2 Canada Revenue Agency, Technical News No.
26, December 24, 2002, was premised upon proposed draft technical
amendments to the Income Tax Act released on December
20, 2002, by the Department of Finance.
3 For more information regarding split-receipting,
please see Charity Law Bulletin No. 21, dated April
30, 2003, entitled "A Commentary on Draft Technical Amendments
to the Income Tax Act Released on December 20, 2002
That Affect Charities;" and Charity Law Bulletin
No. 23, dated July 22, 2003, entitled "New CCRA Guidelines
on Split-Receipting.", both by Theresa L.M. Man and Terrance
S. Carter, available at www.charitylaw.ca
as background for this Charity Law Bulletin.

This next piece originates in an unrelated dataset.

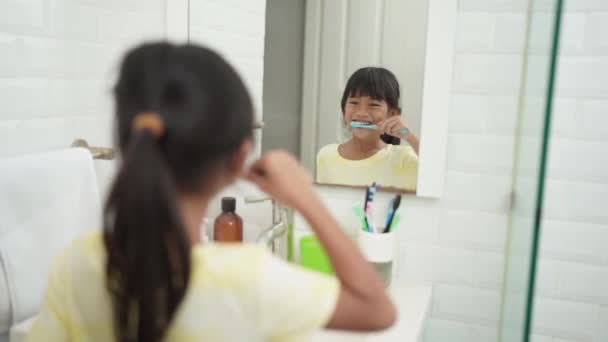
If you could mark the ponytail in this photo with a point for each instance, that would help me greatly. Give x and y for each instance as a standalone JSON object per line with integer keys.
{"x": 148, "y": 252}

4 http://www.cra-arc.gc.ca/tax/charities/menu-e.html.
|
DISCLAIMER: This Charity Law Bulletin
is a summary of current legal issues provided as an information
service by Carters Professional Corporation. It is current only
as of the date of the Bulletin and does not reflect subsequent changes
in the law. The Charity Law Bulletin is distributed with
the understanding that it does not constitute legal advice or establish
the solicitor/client relationship by way of any information contained
herein. The contents are intended for general information purposes
only and under no circumstances can be relied upon for legal decision-making.
Readers are advised to consult with a qualified lawyer and obtain
a written opinion concerning the specifics of their particular situation.